322,Mas Vnr Area Low Qual Fin SF,0.0
323,Mas Vnr Area Gr Liv Area,0.0
325,Mas Vnr Area Bsmt Half Bath,0.0
298,Year Remod/Add Garage Cars,0.0


A total of 846 variables were zeroed out and dropped from the model. With the exception of MS SubClass (type of dwelling in the sale), the rest from this sample are interaction terms that often seem to incorporate Bsmt Half Bath (basement half bathrooms) and Mas Vnr Area (masonry veneer area in square feet). 

### Ridge modeling

In [26]:
ridge_cv = RidgeCV(
    scoring = "r2",
    cv = 5
    )

In [27]:
ridge_cv.fit(X_train_pfs, y_train)

RidgeCV(alphas=array([ 0.1,  1. , 10. ]), cv=5, fit_intercept=True,
        gcv_mode=None, normalize=False, scoring='r2', store_cv_values=False)

In [28]:
ridge_cv.score(X_train_pfs, y_train)

0.9642715656112831

In [29]:
ridge_cv.score(X_test_pfs, y_test)

0.8863352998016714

Taking a look at the coefficients:

In [30]:
# Creating a dataframe with feature names and their coefficients
coef_ridge = pd.DataFrame({
    'feature': pf.get_feature_names(num_cols),
    'coef': ridge_cv.coef_
})

In [31]:
coef_ridge[coef_ridge['coef'] != 0].sort_values('coef')

Unnamed: 0,feature,coef
667,Full Bath Kitchen Qual_Fa,-9276.675893
64,MS SubClass TotRms AbvGrd,-8345.021544
204,Overall Cond^2,-7951.133392
362,BsmtFin SF 1 Bedroom AbvGr,-7630.830719
866,Enclosed Porch Kitchen Qual_Gd,-6638.169663
...,...,...
185,Overall Qual Fireplaces,7323.431959
333,Mas Vnr Area Garage Cars,8185.021265
174,Overall Qual 1st Flr SF,8815.124767
177,Overall Qual Gr Liv Area,8853.650866


There are 912 coefficients in this model.
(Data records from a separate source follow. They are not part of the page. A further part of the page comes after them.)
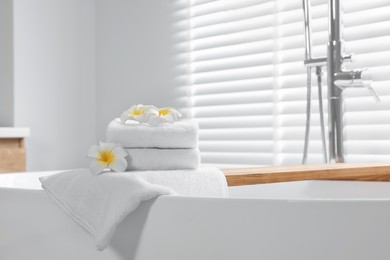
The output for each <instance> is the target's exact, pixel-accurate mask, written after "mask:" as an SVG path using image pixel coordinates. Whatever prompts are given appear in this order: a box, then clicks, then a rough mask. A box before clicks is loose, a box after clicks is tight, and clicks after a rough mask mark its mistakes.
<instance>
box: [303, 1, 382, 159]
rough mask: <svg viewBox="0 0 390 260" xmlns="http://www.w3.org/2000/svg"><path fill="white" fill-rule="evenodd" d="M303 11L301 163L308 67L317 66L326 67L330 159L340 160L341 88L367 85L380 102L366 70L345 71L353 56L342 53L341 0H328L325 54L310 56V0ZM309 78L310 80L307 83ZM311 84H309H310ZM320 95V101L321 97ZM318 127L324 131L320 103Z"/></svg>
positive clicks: (324, 153)
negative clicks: (305, 73)
mask: <svg viewBox="0 0 390 260" xmlns="http://www.w3.org/2000/svg"><path fill="white" fill-rule="evenodd" d="M303 11H304V21H305V61H304V64H305V65H306V68H307V73H308V75H307V76H308V100H307V101H308V111H307V118H306V121H307V122H306V134H305V148H304V155H303V163H306V157H307V146H308V142H309V128H310V92H311V91H310V87H311V86H310V84H311V75H310V74H311V68H312V67H316V68H317V70H316V71H317V76H318V77H319V80H318V83H319V94H320V92H321V88H320V86H321V85H320V84H321V81H320V76H319V74H318V72H319V71H321V68H322V67H323V66H326V67H327V77H328V78H327V83H328V142H329V145H328V146H329V162H331V163H333V162H336V163H343V162H344V161H345V159H344V138H343V120H342V118H343V91H344V90H345V89H347V88H362V87H363V88H367V89H368V90H369V91H370V93H371V94H372V95H373V96H374V98H375V100H376V101H380V99H379V97H378V95H377V94H376V93H375V91H374V89H373V88H372V86H371V78H370V74H369V72H368V70H367V69H357V70H345V69H343V65H344V62H352V60H353V55H352V54H345V53H344V42H343V40H342V28H343V27H342V24H343V22H342V5H341V0H329V27H328V35H329V42H328V52H327V57H320V58H313V57H312V56H311V48H312V41H311V26H310V20H311V19H310V0H303ZM309 79H310V82H309ZM309 83H310V84H309ZM320 97H321V96H320V95H319V101H320V102H321V100H320ZM320 116H321V120H320V121H321V130H322V132H324V123H323V113H322V104H321V103H320ZM322 142H323V153H324V154H325V156H324V162H328V157H327V155H326V145H325V135H324V134H323V136H322Z"/></svg>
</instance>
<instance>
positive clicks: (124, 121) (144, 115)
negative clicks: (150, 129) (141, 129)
mask: <svg viewBox="0 0 390 260" xmlns="http://www.w3.org/2000/svg"><path fill="white" fill-rule="evenodd" d="M152 115H158V109H157V107H155V106H150V105H149V106H144V105H134V106H132V107H131V108H129V109H127V110H126V111H125V112H123V113H122V115H121V121H122V123H125V122H126V121H127V120H129V119H132V120H135V121H137V122H140V123H147V122H148V121H149V119H150V117H151V116H152Z"/></svg>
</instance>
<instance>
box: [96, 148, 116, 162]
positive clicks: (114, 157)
mask: <svg viewBox="0 0 390 260" xmlns="http://www.w3.org/2000/svg"><path fill="white" fill-rule="evenodd" d="M114 161H115V154H114V153H113V152H112V151H109V150H101V151H99V155H98V162H99V163H101V164H103V165H110V164H112V163H113V162H114Z"/></svg>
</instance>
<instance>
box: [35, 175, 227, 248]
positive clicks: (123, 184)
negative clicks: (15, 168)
mask: <svg viewBox="0 0 390 260" xmlns="http://www.w3.org/2000/svg"><path fill="white" fill-rule="evenodd" d="M40 181H41V183H42V187H43V189H44V190H45V191H46V192H47V193H48V194H49V196H50V197H51V198H52V199H53V200H54V201H55V202H56V204H57V205H58V206H59V207H60V208H61V209H62V210H64V211H65V212H66V213H67V214H68V215H69V216H70V217H71V218H72V219H73V220H74V221H76V222H77V223H78V224H79V225H81V226H82V227H83V228H84V229H86V230H87V231H88V232H89V233H90V234H91V235H92V236H93V237H94V239H95V244H96V247H97V249H98V250H103V249H105V248H106V247H107V246H108V244H109V243H110V240H111V238H112V236H113V234H114V232H115V229H116V227H117V226H118V225H119V223H121V222H122V221H123V220H124V219H125V218H126V216H127V215H128V214H130V213H131V212H132V211H134V210H135V209H136V208H137V207H138V206H139V204H140V203H141V202H142V201H146V200H149V199H152V198H154V197H157V196H160V195H175V194H178V195H183V196H206V197H227V196H228V189H227V183H226V178H225V177H224V175H223V173H222V172H221V171H220V170H219V169H217V168H211V167H210V168H200V169H198V170H175V171H135V172H121V173H115V172H106V173H103V174H100V175H93V174H92V173H91V172H90V171H89V170H88V169H77V170H71V171H65V172H61V173H58V174H53V175H50V176H44V177H41V178H40Z"/></svg>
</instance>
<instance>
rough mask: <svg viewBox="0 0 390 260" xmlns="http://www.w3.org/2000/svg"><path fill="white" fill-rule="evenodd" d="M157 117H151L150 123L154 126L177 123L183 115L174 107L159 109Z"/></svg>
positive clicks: (154, 115) (150, 118)
mask: <svg viewBox="0 0 390 260" xmlns="http://www.w3.org/2000/svg"><path fill="white" fill-rule="evenodd" d="M157 111H158V114H157V115H151V116H150V118H149V121H148V123H149V124H150V125H152V126H156V125H159V124H163V123H173V122H176V121H177V120H178V119H179V118H180V117H181V116H182V115H181V113H180V112H179V111H177V110H176V109H174V108H173V107H164V108H158V110H157Z"/></svg>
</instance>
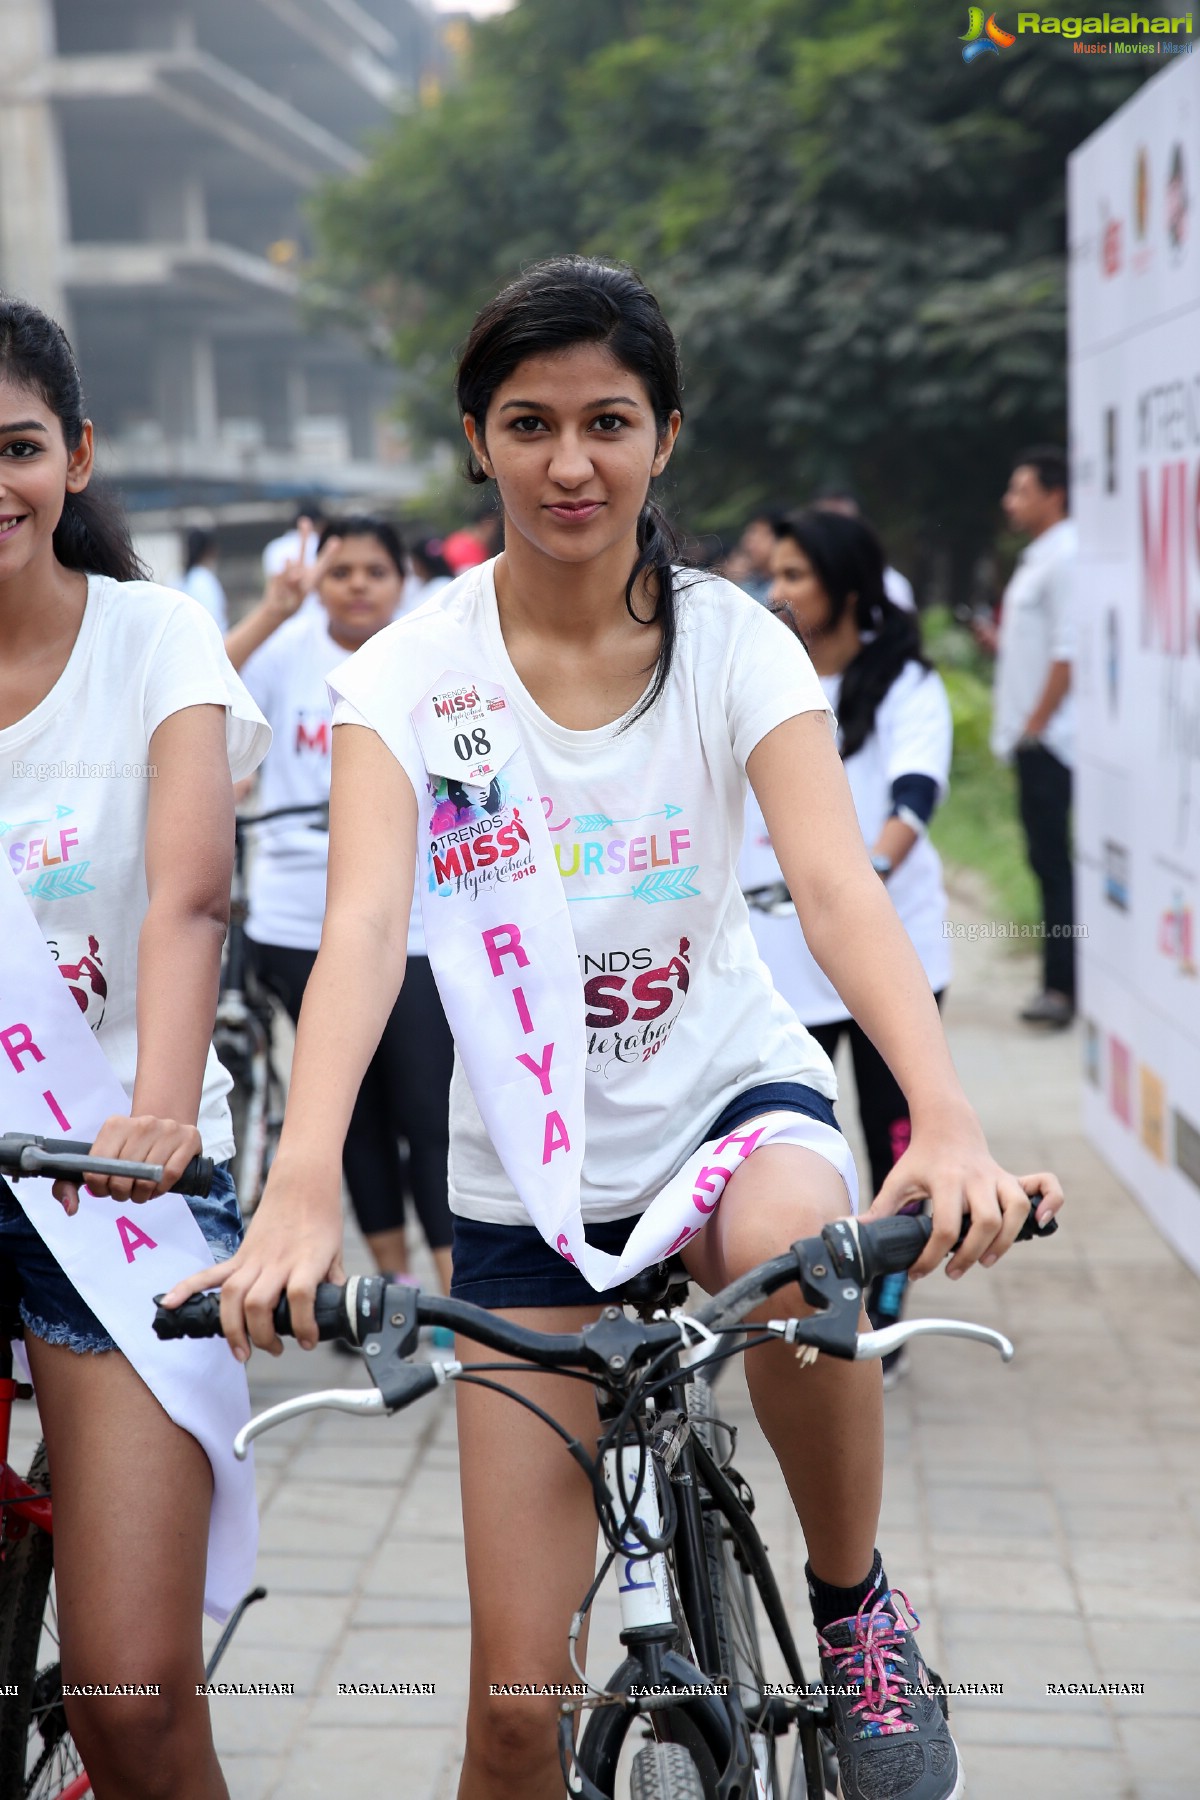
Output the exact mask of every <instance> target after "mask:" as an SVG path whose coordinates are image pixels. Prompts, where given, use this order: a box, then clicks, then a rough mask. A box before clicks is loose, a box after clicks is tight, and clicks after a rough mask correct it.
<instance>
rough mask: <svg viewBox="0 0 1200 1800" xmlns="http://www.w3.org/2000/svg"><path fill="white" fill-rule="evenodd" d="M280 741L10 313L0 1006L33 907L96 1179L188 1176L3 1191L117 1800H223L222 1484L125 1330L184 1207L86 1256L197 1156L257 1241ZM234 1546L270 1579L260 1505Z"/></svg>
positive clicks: (47, 1434)
mask: <svg viewBox="0 0 1200 1800" xmlns="http://www.w3.org/2000/svg"><path fill="white" fill-rule="evenodd" d="M268 740H270V733H268V729H266V725H264V722H263V718H261V715H259V713H257V709H255V706H254V702H252V700H250V697H248V695H246V691H245V688H243V686H241V682H239V680H237V677H236V675H234V671H232V668H230V666H228V661H227V657H225V652H223V648H221V639H219V634H218V630H216V626H214V625H212V621H210V619H207V617H205V614H203V612H201V608H200V607H198V605H196V603H194V601H193V599H187V598H185V596H184V594H178V592H175V590H173V589H166V587H157V585H153V583H151V581H148V580H146V578H144V569H142V567H140V565H139V562H137V558H135V554H133V549H131V545H130V535H128V529H126V526H124V518H122V517H121V511H119V508H117V506H115V504H113V500H112V499H106V497H104V495H103V493H97V491H95V488H94V484H92V423H90V419H88V418H86V416H85V405H83V391H81V383H79V371H77V369H76V360H74V356H72V351H70V344H68V342H67V338H65V335H63V331H61V328H59V326H58V324H56V322H54V320H52V319H47V317H45V313H41V311H38V310H36V308H34V306H29V304H25V302H22V301H14V299H4V297H0V814H2V815H4V821H5V823H4V824H0V846H2V853H4V862H0V884H5V886H4V895H2V896H0V898H2V902H4V907H5V909H9V907H11V909H14V911H13V913H11V918H13V927H14V929H13V931H11V932H7V931H5V932H4V936H2V938H0V977H2V979H0V986H2V988H4V990H5V1004H7V1003H9V1001H11V997H13V988H14V985H18V983H20V981H22V979H29V972H27V968H23V967H20V963H18V952H16V950H14V938H16V927H22V925H23V923H25V913H23V909H25V907H29V909H31V913H32V920H34V922H36V925H38V931H40V932H41V938H43V940H45V954H47V963H49V977H50V979H49V983H45V979H43V974H45V972H43V970H41V965H40V963H38V970H40V974H38V976H36V979H41V981H43V999H41V1003H40V1004H45V1006H47V1008H54V1006H56V1004H58V1001H59V988H58V986H52V983H54V981H56V972H54V967H52V965H54V963H58V976H61V977H63V979H65V981H67V985H68V988H70V994H72V999H74V1001H76V1004H77V1006H79V1012H81V1013H83V1021H85V1022H86V1026H90V1028H92V1039H88V1033H86V1030H83V1033H79V1026H77V1021H74V1019H72V1015H68V1021H70V1022H72V1024H74V1028H76V1040H74V1046H70V1049H68V1051H63V1055H70V1058H72V1067H76V1069H77V1075H79V1085H81V1089H85V1087H86V1084H92V1085H94V1087H101V1084H106V1087H108V1089H110V1091H112V1089H115V1091H117V1094H119V1093H121V1089H124V1094H126V1100H128V1109H126V1112H124V1114H122V1112H113V1114H112V1116H110V1118H108V1120H106V1121H104V1123H103V1127H101V1129H99V1136H97V1138H95V1152H97V1156H103V1157H133V1159H137V1161H149V1163H162V1165H164V1170H166V1172H164V1179H162V1181H160V1183H158V1186H157V1188H153V1190H151V1188H149V1184H148V1183H137V1184H135V1186H133V1188H131V1186H130V1183H128V1181H121V1179H108V1177H103V1179H101V1177H88V1190H90V1192H88V1193H83V1195H81V1193H79V1190H77V1188H76V1186H74V1184H65V1183H59V1184H56V1188H54V1199H58V1201H59V1202H61V1206H63V1208H65V1211H67V1213H68V1219H67V1220H61V1217H59V1213H58V1210H56V1208H54V1201H52V1199H49V1197H47V1195H41V1193H38V1192H34V1195H27V1188H29V1184H27V1183H20V1184H18V1188H20V1199H18V1197H16V1195H14V1193H13V1192H11V1190H9V1188H7V1186H5V1183H4V1181H0V1262H4V1264H5V1267H4V1269H2V1271H0V1273H2V1274H4V1276H5V1280H7V1282H13V1283H14V1291H16V1294H18V1300H20V1318H22V1321H23V1337H25V1350H27V1355H29V1366H31V1370H32V1379H34V1388H36V1397H38V1409H40V1415H41V1427H43V1433H45V1442H47V1451H49V1467H50V1485H52V1490H54V1575H56V1584H58V1618H59V1633H61V1670H63V1681H65V1692H67V1699H65V1708H67V1719H68V1723H70V1728H72V1733H74V1737H76V1742H77V1746H79V1750H81V1753H83V1759H85V1762H86V1769H88V1775H90V1778H92V1791H94V1793H95V1796H97V1800H158V1796H162V1795H167V1793H169V1795H178V1796H184V1800H225V1795H227V1789H225V1782H223V1778H221V1769H219V1766H218V1760H216V1753H214V1748H212V1730H210V1723H209V1705H207V1699H205V1697H203V1654H201V1634H200V1625H201V1600H203V1597H205V1579H209V1584H210V1580H212V1564H210V1561H209V1557H207V1544H209V1534H210V1525H212V1517H216V1508H214V1483H219V1480H221V1476H219V1469H221V1463H219V1458H212V1462H210V1460H209V1456H205V1451H203V1449H201V1445H200V1442H198V1438H196V1435H194V1433H193V1431H189V1429H184V1427H182V1426H180V1424H176V1422H175V1418H173V1417H169V1413H167V1409H166V1400H162V1404H160V1399H162V1393H164V1388H162V1386H151V1384H153V1381H155V1363H153V1355H151V1354H149V1352H148V1354H146V1355H142V1352H140V1350H139V1348H137V1346H139V1345H142V1348H146V1345H149V1346H153V1337H151V1334H149V1328H148V1314H146V1312H144V1310H140V1309H139V1310H137V1312H135V1316H133V1323H135V1325H140V1327H142V1328H144V1336H142V1334H139V1332H133V1334H131V1336H130V1334H124V1336H122V1348H117V1336H119V1334H121V1330H122V1321H124V1314H122V1310H121V1309H122V1300H121V1294H122V1287H121V1283H122V1282H124V1276H126V1267H128V1265H130V1264H135V1262H140V1264H146V1260H148V1258H149V1260H151V1264H149V1265H151V1267H153V1262H155V1260H157V1258H160V1256H162V1255H164V1253H162V1247H160V1242H158V1240H160V1238H162V1237H164V1233H162V1229H160V1228H155V1226H153V1219H155V1217H158V1219H162V1217H167V1219H173V1217H178V1208H176V1206H175V1202H166V1204H167V1208H169V1211H167V1213H164V1211H162V1208H157V1210H151V1215H149V1219H148V1226H149V1229H139V1228H137V1226H133V1224H128V1222H126V1220H124V1219H122V1220H121V1222H122V1226H126V1233H124V1247H126V1258H128V1264H126V1260H124V1258H115V1260H113V1262H110V1260H104V1258H101V1256H99V1255H97V1256H90V1255H88V1249H86V1246H95V1244H99V1247H101V1249H103V1251H108V1249H110V1246H112V1240H110V1238H108V1226H110V1224H112V1228H113V1233H115V1228H117V1226H115V1217H113V1204H112V1202H113V1201H128V1199H133V1201H149V1199H151V1197H153V1195H157V1193H164V1192H166V1190H169V1188H171V1184H173V1181H176V1179H178V1175H180V1172H182V1170H184V1166H185V1165H187V1163H189V1159H191V1157H193V1156H196V1154H198V1152H201V1150H203V1152H205V1154H207V1156H210V1157H214V1159H216V1161H218V1163H219V1165H221V1166H219V1168H218V1170H216V1175H214V1183H212V1193H210V1197H209V1199H205V1201H191V1202H189V1206H191V1211H193V1217H194V1220H196V1224H198V1226H200V1233H196V1231H194V1229H193V1226H191V1222H189V1220H187V1219H185V1217H184V1219H182V1235H184V1242H185V1240H187V1235H189V1233H191V1237H193V1242H194V1246H196V1249H193V1256H194V1255H196V1253H198V1255H207V1256H212V1255H216V1256H219V1255H228V1253H230V1251H232V1249H234V1247H236V1246H237V1242H239V1240H241V1219H239V1215H237V1201H236V1197H234V1184H232V1179H230V1175H228V1166H227V1159H228V1156H230V1154H232V1148H234V1143H232V1129H230V1114H228V1105H227V1100H225V1096H227V1094H228V1089H230V1080H228V1075H227V1073H225V1069H221V1066H219V1062H218V1060H216V1057H214V1053H212V1048H210V1037H212V1021H214V1012H216V992H218V972H219V961H221V940H223V934H225V925H227V920H228V884H230V869H232V850H234V797H232V781H230V776H234V778H241V776H246V774H248V772H250V770H252V769H254V767H255V763H257V761H259V758H261V756H263V752H264V749H266V743H268ZM7 884H13V886H11V887H9V886H7ZM7 958H13V961H11V963H9V961H5V959H7ZM34 963H36V956H34ZM47 990H49V992H47ZM7 1017H11V1015H5V1022H7ZM41 1017H49V1013H41ZM36 1019H38V1015H36V1013H34V1024H36ZM97 1046H99V1051H101V1053H103V1060H104V1062H106V1064H108V1069H104V1067H103V1062H101V1058H97V1053H95V1049H97ZM40 1055H41V1053H40ZM61 1067H63V1069H65V1067H67V1064H65V1062H63V1064H61ZM113 1078H115V1080H113ZM14 1085H16V1084H9V1094H7V1098H5V1109H7V1107H9V1105H11V1107H13V1111H5V1118H4V1121H2V1125H4V1129H5V1130H32V1132H45V1134H49V1136H72V1132H68V1130H63V1127H65V1125H67V1123H74V1125H76V1132H74V1134H76V1136H79V1134H81V1132H79V1125H81V1123H83V1114H81V1112H77V1111H76V1107H74V1103H72V1102H68V1105H72V1112H74V1118H72V1120H67V1116H63V1112H61V1105H59V1107H58V1112H54V1109H50V1107H49V1102H50V1098H52V1096H50V1094H49V1093H45V1094H41V1089H45V1087H49V1085H50V1084H49V1080H47V1078H45V1076H43V1075H41V1073H40V1075H36V1076H34V1084H32V1089H31V1093H25V1091H23V1089H22V1091H20V1093H13V1087H14ZM63 1098H65V1091H59V1094H58V1096H56V1105H58V1102H59V1100H63ZM76 1098H77V1100H79V1094H77V1096H76ZM41 1102H45V1107H43V1105H41ZM79 1103H81V1105H83V1102H79ZM22 1105H23V1107H25V1112H23V1114H20V1107H22ZM130 1109H131V1116H130ZM18 1114H20V1116H18ZM94 1195H97V1199H94ZM81 1213H83V1217H81ZM173 1229H175V1228H173ZM95 1233H99V1238H97V1235H95ZM54 1246H59V1249H58V1251H56V1247H54ZM76 1246H81V1247H76ZM63 1256H67V1260H68V1265H70V1274H68V1273H67V1267H65V1265H63ZM184 1267H187V1264H184ZM162 1273H164V1276H166V1267H164V1271H162ZM101 1312H103V1314H104V1319H106V1323H103V1321H101V1316H99V1314H101ZM205 1363H207V1359H200V1368H201V1373H200V1375H196V1359H194V1357H191V1354H189V1361H185V1363H182V1364H178V1368H176V1370H169V1372H167V1382H169V1381H171V1379H173V1377H175V1375H178V1377H184V1379H185V1381H193V1382H196V1381H200V1382H203V1381H205V1379H207V1377H205V1373H203V1364H205ZM209 1375H210V1368H209ZM243 1402H245V1395H243ZM234 1523H236V1528H237V1530H239V1532H241V1534H243V1535H245V1541H246V1546H248V1552H250V1561H252V1548H254V1516H252V1505H250V1510H248V1514H246V1516H245V1517H241V1519H239V1517H237V1514H236V1516H234ZM207 1568H209V1577H207V1573H205V1571H207ZM245 1575H248V1568H246V1570H245ZM122 1688H128V1692H124V1694H122V1692H121V1690H122ZM29 1701H31V1696H16V1697H13V1699H5V1701H4V1705H5V1708H9V1706H20V1705H25V1706H29Z"/></svg>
The coefficients with the highest positive or negative values are all interaction terms which can be hard to interpret. It does appear that Overall Qual is a multiplier in four of the variables and Kitchen Qual is as well. 

In [32]:
print(ridge_cv.score(X_train_pfs, y_train))
print(ridge_cv.score(X_test_pfs, y_test))

0.9642715656112831
0.8863352998016714


Our Rsquared values for ridge regression went down from 0.96 on the train data to 0.88 on the test data. This suggests that there is overfitting which is reasonable given the large number of predictor variables in the model.

### Summary
The regularization techniques ridge and LASSO were performed on the Ames housing data after polynomial features and scaling were implemented.  LASSO performed better with more consistend Rsquared values on train (0.9423) and test data (0.9244). A total of 99 variables were included in the model.